“Viviamo in una società borderline?” La domanda, compare sempre più insistentemente negli articoli di psichiatri, psicologi, sociologi accreditati. Talvolta suona come una provocazione, ma contiene una verità che merita attenzione. In effetti, termini come “società borderline” o “società liquida” stanno sempre più entrando nel linguaggio degli esperti, soprattutto in riferimento alle trasformazioni culturali e affettive della tarda modernità.
Cosa si intende davvero con questa espressione? Non si tratta, naturalmente, di diagnosticare un’intera società con un disturbo clinico, ma di cogliere analogie tra alcuni tratti del disturbo borderline di personalità e il modo in cui oggi viviamo le relazioni, il tempo, l’identità. Incertezza, instabilità emotiva, paura dell’abbandono, difficoltà a mantenere legami duraturi: sono dimensioni che sembrano estendersi ben oltre l’ambito terapeutico, diventando esperienze comuni nella nostra quotidianità.
Il sociologo Zygmunt Bauman ha parlato di “modernità liquida” per descrivere un’epoca in cui tutto è diventato più fluido: le istituzioni, i rapporti, le certezze interiori. Anche l’amore, dice Bauman, è diventato “liquido”: spesso consumato rapidamente, all'insegna della gratificazione immediata, sostituibile, incapace di radicarsi. In questo contesto, sentirsi smarriti o instabili non è più un’eccezione, ma quasi una condizione condivisa.

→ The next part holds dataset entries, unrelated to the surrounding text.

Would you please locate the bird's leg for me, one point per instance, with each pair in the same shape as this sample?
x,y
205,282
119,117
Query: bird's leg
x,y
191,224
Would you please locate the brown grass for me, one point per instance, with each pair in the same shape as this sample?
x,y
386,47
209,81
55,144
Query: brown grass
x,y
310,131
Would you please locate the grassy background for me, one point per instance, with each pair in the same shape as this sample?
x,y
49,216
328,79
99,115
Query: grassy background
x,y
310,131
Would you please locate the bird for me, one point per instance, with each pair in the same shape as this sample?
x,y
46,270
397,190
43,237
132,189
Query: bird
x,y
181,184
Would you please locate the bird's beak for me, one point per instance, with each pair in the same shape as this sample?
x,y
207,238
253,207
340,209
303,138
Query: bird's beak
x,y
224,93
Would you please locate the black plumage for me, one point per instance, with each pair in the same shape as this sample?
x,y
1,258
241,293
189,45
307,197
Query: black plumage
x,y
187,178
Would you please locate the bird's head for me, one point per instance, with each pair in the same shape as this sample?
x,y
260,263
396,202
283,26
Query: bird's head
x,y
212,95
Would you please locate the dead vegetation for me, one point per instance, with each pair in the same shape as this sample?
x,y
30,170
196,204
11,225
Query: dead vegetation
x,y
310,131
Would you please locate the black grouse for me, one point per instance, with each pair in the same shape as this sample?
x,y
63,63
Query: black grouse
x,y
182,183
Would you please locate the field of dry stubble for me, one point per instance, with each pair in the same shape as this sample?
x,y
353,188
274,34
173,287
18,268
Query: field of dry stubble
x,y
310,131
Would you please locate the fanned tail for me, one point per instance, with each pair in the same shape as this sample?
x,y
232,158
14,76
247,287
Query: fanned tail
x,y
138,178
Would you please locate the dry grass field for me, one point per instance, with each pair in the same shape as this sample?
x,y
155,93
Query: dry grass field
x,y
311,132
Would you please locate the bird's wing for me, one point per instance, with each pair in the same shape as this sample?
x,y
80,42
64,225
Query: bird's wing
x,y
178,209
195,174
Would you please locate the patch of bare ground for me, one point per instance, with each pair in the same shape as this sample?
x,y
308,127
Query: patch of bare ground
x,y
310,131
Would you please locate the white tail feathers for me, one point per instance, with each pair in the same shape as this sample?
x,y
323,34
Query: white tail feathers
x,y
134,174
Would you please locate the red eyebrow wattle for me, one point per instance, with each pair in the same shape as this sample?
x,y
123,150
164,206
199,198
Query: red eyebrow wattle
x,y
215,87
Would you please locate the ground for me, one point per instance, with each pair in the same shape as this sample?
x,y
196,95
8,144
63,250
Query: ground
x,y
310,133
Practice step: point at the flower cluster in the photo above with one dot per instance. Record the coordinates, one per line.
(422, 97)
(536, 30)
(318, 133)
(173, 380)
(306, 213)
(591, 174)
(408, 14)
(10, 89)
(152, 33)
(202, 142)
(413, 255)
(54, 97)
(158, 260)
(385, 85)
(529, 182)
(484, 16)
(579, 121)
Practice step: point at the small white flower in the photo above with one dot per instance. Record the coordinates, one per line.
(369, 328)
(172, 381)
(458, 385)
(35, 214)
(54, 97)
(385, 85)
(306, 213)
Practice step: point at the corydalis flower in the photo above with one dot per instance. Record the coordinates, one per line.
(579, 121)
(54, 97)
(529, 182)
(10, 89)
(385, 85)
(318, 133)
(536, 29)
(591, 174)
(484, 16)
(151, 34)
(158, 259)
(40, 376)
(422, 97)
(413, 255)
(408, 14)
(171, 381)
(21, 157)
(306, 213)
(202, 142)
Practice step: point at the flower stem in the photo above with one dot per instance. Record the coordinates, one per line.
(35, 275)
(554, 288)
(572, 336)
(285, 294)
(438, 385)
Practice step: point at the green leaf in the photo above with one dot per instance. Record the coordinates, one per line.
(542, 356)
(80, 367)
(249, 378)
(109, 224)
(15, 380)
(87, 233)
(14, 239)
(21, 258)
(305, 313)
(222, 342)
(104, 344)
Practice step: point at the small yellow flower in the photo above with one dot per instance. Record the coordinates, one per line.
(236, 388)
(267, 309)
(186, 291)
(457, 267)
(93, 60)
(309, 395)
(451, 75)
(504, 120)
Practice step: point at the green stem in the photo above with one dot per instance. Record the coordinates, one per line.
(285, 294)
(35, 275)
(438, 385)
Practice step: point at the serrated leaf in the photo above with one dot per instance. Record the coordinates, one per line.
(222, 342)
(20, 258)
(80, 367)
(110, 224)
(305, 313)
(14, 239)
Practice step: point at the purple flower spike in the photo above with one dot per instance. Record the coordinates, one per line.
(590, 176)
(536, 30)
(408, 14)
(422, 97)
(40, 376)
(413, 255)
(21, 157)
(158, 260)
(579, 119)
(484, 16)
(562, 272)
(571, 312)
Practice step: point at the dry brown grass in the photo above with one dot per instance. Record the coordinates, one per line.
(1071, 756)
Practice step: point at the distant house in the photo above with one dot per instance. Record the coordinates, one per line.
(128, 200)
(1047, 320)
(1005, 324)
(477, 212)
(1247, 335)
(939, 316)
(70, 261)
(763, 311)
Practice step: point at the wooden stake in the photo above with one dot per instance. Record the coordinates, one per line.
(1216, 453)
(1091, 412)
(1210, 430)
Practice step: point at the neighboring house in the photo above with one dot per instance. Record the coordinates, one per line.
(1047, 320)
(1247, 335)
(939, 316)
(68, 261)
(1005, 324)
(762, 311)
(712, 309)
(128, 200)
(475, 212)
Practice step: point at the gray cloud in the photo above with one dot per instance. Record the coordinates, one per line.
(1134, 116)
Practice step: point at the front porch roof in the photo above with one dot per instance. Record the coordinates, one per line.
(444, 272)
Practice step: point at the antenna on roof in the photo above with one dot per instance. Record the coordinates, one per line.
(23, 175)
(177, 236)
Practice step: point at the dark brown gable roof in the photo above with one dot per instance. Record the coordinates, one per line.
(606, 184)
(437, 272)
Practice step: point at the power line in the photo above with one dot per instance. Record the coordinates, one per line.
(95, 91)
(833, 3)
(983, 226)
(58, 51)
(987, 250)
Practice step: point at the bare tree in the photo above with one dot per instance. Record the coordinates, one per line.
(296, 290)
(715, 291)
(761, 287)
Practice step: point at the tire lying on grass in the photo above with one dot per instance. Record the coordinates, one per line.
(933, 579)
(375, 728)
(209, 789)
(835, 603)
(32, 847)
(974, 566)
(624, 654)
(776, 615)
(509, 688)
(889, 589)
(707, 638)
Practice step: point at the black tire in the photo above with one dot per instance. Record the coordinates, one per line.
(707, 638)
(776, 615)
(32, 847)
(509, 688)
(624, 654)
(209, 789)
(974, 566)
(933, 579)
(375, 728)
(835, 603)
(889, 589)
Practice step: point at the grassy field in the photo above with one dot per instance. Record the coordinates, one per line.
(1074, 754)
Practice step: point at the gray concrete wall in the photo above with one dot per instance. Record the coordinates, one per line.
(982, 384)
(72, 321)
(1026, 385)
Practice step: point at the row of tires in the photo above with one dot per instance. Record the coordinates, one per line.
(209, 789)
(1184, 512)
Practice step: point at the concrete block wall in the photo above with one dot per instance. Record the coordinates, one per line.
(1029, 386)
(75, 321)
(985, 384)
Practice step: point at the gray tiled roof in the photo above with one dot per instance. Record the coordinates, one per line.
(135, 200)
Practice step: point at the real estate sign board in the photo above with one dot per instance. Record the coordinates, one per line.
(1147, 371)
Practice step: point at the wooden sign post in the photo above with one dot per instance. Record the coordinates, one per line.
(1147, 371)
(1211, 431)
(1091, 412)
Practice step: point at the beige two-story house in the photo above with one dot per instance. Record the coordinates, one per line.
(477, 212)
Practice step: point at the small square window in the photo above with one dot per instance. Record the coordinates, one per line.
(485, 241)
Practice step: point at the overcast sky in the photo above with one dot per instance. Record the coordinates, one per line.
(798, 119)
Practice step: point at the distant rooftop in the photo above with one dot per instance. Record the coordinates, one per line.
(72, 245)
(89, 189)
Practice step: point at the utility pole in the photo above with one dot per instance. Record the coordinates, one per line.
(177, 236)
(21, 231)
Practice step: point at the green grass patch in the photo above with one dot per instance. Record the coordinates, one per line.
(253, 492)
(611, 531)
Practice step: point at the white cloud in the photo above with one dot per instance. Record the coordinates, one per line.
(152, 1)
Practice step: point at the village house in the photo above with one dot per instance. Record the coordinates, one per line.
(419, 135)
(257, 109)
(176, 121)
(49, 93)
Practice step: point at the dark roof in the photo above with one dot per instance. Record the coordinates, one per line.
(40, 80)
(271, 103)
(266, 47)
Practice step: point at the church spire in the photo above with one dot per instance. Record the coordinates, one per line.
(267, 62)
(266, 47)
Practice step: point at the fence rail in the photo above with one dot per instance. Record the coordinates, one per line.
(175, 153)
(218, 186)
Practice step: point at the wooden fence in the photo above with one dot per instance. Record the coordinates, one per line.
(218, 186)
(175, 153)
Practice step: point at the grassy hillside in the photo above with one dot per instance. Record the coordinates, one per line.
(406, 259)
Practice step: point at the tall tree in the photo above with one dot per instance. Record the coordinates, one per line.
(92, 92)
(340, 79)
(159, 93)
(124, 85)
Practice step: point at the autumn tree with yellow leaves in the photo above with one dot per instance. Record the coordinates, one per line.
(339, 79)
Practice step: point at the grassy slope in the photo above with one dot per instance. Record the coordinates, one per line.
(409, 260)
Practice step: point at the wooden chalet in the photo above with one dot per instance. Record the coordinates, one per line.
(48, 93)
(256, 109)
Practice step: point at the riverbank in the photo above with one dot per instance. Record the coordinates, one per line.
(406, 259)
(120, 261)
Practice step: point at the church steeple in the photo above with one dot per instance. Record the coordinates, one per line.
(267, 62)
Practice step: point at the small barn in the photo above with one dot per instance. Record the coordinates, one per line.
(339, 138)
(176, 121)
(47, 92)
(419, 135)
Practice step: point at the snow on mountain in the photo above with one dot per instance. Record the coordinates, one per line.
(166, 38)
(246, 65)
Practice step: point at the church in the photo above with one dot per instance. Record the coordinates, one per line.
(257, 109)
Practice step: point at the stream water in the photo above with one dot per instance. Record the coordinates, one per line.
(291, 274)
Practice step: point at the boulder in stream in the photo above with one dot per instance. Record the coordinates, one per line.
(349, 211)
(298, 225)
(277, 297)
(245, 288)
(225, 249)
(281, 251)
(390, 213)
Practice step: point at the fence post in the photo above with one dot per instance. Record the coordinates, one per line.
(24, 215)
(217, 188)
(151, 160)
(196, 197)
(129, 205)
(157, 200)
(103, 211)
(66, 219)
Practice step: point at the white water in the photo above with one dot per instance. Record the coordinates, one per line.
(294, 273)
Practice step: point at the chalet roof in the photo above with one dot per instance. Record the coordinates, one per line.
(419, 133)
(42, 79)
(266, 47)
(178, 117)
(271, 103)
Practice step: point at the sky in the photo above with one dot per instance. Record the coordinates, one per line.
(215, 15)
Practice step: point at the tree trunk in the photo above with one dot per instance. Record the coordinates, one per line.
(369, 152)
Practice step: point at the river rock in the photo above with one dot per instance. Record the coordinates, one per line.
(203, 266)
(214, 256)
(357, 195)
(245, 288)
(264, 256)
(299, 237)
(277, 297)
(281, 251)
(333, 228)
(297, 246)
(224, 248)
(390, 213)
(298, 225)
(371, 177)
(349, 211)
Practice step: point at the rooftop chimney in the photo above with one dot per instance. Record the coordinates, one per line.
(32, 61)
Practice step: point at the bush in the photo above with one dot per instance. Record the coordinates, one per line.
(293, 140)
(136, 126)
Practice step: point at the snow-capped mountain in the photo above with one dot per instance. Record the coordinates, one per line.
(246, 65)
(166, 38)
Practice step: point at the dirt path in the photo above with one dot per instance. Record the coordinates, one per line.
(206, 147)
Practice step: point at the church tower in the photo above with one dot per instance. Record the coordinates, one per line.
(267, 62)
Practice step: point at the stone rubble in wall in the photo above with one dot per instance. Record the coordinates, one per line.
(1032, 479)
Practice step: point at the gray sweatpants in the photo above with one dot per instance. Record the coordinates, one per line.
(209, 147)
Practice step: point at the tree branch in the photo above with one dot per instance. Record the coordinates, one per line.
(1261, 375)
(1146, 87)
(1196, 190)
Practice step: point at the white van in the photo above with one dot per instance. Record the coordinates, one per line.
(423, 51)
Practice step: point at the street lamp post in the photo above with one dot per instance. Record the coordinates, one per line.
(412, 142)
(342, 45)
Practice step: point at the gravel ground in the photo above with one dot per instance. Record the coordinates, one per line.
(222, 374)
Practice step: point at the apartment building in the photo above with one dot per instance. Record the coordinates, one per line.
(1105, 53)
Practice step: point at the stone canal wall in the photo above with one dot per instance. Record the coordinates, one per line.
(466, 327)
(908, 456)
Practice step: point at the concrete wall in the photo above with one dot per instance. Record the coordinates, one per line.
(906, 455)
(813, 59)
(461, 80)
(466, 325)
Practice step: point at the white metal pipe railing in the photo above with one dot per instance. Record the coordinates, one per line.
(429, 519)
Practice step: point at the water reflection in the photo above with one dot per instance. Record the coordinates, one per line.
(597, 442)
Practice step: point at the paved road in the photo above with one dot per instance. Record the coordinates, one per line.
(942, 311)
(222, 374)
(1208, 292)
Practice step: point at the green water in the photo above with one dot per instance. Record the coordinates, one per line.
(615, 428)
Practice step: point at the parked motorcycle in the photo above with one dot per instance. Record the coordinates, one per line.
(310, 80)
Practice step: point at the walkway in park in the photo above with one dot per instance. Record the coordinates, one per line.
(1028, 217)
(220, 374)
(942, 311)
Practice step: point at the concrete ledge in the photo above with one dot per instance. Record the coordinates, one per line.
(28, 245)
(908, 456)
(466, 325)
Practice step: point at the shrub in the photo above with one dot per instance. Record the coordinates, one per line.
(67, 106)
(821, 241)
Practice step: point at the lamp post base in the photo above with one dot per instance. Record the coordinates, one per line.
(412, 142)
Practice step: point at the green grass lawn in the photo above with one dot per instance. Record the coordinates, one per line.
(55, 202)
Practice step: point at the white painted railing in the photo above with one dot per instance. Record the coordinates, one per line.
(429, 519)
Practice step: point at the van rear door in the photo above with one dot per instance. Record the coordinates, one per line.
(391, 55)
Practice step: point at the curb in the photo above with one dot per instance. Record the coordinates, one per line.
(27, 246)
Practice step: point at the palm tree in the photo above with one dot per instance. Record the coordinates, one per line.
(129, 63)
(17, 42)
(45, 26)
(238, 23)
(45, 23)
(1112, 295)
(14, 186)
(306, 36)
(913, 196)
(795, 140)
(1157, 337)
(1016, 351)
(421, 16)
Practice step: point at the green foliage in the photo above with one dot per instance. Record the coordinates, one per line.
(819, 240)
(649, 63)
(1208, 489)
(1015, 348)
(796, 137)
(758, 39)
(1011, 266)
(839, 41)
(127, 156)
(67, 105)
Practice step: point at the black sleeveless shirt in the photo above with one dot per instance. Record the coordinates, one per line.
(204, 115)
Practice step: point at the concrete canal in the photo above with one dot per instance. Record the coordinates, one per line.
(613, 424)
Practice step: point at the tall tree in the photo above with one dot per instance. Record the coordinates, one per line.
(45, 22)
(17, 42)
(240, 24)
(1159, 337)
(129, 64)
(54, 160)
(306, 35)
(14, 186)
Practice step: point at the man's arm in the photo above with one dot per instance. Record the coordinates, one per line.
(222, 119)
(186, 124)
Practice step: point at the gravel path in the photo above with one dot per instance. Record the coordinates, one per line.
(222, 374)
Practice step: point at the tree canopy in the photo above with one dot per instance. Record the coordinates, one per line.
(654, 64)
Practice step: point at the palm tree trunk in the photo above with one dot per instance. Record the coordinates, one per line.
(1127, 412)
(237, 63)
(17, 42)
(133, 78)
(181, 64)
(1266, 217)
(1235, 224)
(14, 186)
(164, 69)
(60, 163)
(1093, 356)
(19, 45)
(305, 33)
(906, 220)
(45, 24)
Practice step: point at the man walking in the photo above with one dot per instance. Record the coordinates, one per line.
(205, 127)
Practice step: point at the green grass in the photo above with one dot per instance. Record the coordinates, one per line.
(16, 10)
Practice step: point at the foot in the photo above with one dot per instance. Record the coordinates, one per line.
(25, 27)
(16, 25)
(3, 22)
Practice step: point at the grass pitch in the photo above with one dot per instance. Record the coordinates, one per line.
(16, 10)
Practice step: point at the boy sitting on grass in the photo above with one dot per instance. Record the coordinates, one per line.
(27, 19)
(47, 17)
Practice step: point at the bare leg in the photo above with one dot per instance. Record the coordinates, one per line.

Naturalmente, bisogna evitare ogni semplificazione. Le persone con struttura borderline affrontano una sofferenza autentica, spesso silenziosa, che merita rispetto e comprensione. Molte di loro riescono a condurre una vita piena, a essere efficienti, empatiche, e persino brillanti nei propri ambiti. Il problema, semmai, è che una società “borderline” nel senso culturale rischia di normalizzare l’instabilità, di rendere l’incertezza permanente una condizione inevitabile.
Questa riflessione non offre risposte definitive. Ma pone una domanda urgente: se anche la società in cui viviamo tende alla frammentazione, come possiamo coltivare un senso di sé coerente, relazioni autentiche, e un minimo di stabilità interiore? Forse è questo il compito che ci aspetta: non tanto guarire da una malattia collettiva, ma imparare a stare in piedi su un terreno sempre più mobile.